A data mesh is an architectural and organizational framework which treats data as a product (referred to in this document as data products). In this framework, data products are developed by the teams that best understand that data, and who follow an organization-wide set of data governance standards. Once data products are deployed to the data mesh, distributed teams in an organization can discover and access data that's relevant to their needs more quickly and efficiently. To achieve such a well-functioning data mesh, you must first establish the high-level architectural components and organizational roles that this document describes.
This document is part of a series which describes how to implement a data mesh on Google Cloud. It assumes that you have read and are familiar with the concepts described in Build a modern, distributed Data Mesh with Google Cloud.
The series has the following parts:
- Architecture and functions in a data mesh (this document)
- Design a self-service data platform for a data mesh
- Build data products in a data mesh
- Discover and consume data products in a data mesh
In this series, the data mesh that's described is internal to an organization. Although it's possible to extend a data mesh architecture to provide data products to third-parties, this extended approach is outside the scope of this document. Extending a data mesh involves additional considerations beyond just the usage within an organization.
Architecture
The following key terms are used to define the architectural components which are described in this series:
- Data product: A data product is a logical container or grouping of one or more related data resources.
- Data resource: A data resource is a physical asset in a storage system which holds structured data or stores a query that yields structured data.
- Data attribute: A data attribute is a field or element of a data resource.
The following diagram provides an overview of the key architectural components in a data mesh implemented on Google Cloud.
The preceding diagram shows the following:
- Central services enable the creation and management of data products, including organizational policies that affect the data mesh participants, access controls (through Identity and Access Management groups), and the infrastructure-specific artifacts. Examples of such commitments and reservations, and infrastructure that facilitates the functioning of the data mesh are described in Create platform components and solutions.
- Central services primarily supply the Data Catalog for all the data products in the data mesh and the discovery mechanism for potential customers of these products.
- Data domains expose subsets of their data as data products through well-defined data consumption interfaces. These data products could be a table, view, structured file, topic, or stream. In BigQuery, it would be a dataset, and in Cloud Storage, it would be a folder or bucket. There can be different types of interfaces that can be exposed as a data product. An example of an interface is a BigQuery view over a BigQuery table. The types of interfaces most commonly used for analytical purposes are discussed in Build data products in a data mesh.
Data mesh reference implementation
You can find a reference implementation of this architecture in
the data-mesh-demo
repository.
The Terraform scripts that are used in the reference implementation demonstrate
data mesh concepts and are not intended for production use. By running these
scripts, you'll learn how to do the following:
- Separate product definitions from the underlying data.
- Create Data Catalog templates for describing product interfaces.

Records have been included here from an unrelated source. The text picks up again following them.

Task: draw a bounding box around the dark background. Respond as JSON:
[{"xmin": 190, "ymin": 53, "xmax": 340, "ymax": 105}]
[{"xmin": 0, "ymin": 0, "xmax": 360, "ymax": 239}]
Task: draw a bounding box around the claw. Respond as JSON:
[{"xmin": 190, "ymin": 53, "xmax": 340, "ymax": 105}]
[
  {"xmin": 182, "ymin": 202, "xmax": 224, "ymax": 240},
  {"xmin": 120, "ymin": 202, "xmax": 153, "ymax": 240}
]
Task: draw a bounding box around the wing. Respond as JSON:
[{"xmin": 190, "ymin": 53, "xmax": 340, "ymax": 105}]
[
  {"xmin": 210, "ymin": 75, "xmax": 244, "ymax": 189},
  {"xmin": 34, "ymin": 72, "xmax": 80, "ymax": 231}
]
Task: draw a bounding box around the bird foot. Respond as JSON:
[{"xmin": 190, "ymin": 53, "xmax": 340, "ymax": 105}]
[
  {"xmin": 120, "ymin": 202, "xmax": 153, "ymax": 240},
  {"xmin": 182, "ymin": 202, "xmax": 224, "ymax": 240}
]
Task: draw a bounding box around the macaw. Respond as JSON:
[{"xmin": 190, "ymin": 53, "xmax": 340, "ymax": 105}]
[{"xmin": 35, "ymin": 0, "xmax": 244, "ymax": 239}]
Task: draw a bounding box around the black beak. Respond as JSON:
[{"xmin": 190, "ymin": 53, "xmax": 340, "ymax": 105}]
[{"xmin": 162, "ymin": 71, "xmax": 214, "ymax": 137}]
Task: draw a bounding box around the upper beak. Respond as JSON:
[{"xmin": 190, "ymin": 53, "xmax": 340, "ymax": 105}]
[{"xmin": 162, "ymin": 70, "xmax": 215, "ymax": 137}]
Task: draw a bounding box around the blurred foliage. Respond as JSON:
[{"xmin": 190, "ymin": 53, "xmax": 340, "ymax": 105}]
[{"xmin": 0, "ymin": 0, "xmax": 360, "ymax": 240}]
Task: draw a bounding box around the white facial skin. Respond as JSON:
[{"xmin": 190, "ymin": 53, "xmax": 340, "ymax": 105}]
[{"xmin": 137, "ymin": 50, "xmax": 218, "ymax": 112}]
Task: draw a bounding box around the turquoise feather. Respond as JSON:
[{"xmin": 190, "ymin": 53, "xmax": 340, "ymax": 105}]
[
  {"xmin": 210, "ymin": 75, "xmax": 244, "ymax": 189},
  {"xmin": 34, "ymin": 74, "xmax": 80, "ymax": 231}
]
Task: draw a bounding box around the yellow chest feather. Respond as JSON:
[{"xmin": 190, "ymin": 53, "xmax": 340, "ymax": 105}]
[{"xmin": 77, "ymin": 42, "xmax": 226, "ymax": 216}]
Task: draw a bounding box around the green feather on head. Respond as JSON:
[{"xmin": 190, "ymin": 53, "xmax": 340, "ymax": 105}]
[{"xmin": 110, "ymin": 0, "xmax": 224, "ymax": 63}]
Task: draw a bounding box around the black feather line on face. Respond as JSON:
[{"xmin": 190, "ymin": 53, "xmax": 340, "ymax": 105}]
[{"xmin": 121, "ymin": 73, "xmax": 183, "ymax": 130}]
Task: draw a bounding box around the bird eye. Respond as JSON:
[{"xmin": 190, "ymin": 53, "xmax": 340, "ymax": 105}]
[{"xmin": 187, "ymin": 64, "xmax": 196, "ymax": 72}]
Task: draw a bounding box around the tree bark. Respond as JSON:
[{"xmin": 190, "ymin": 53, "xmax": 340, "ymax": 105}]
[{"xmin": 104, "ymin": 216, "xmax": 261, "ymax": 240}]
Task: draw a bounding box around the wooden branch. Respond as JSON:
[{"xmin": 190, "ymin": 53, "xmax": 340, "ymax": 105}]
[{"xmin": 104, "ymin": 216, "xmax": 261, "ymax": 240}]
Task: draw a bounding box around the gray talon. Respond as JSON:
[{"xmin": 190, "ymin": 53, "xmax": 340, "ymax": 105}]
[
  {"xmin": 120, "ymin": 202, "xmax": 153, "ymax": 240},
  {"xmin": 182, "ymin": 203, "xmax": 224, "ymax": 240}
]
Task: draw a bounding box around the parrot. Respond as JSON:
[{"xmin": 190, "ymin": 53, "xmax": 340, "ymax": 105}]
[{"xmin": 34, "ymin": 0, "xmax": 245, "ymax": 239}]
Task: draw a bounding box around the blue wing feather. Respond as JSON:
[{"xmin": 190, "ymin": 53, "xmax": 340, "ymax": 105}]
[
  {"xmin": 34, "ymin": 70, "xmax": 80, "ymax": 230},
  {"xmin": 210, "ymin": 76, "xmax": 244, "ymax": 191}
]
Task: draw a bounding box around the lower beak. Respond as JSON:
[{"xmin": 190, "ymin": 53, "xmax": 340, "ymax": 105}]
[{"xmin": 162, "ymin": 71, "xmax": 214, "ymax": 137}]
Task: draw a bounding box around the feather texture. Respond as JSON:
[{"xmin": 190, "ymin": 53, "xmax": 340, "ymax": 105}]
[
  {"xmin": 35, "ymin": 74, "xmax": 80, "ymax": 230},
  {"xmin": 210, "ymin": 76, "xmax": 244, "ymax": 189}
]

- Tag product interfaces with these templates.
- Grant permissions to the product consumers.
For the product interfaces, the reference implementation creates and uses the following interface types:
- Authorized views over BigQuery tables.
- Data streams based on Pub/Sub topics.
For further details, refer to the README file in the repository.
Functions in a data mesh
For a data mesh to operate well, you must define clear roles for the people who perform tasks within the data mesh. Ownership is assigned to team archetypes, or functions. These functions hold the core user journeys for people who work in the data mesh. To clearly describe user journeys, they have been assigned to user roles. These user roles can be split and combined based on the circumstances of each enterprise. You don't need to map the roles directly with employees or teams in your organization.
A data domain is aligned with a business unit (BU), or a function within an enterprise. Common examples of business domains might be the mortgage department in a bank, or the customer, distribution, finance, or HR departments of an enterprise. Conceptually, there are two domain-related functions in a data mesh: the data producer teams and the data consumer teams. It's important to understand that a single data domain is likely to serve both functions at once. A data domain team produces data products from data that it owns. The team also consumes data products for business insight, and to produce derived-data products for the use of other domains.
In addition to the domain-based functions, a data mesh also has a set of functions that are performed by centralized teams within the organization. These central teams enable the operation of the data mesh by providing cross-domain oversight, services, and governance. They reduce the operational burden for data domains in producing and consuming data products, and facilitate the cross-domain relationships that are required for the data mesh to operate.
This document only describes functions that have a data mesh-specific role. There are several other roles that are required in any enterprise, regardless of the architecture being employed for the platform. However, these other roles are out of scope for this document.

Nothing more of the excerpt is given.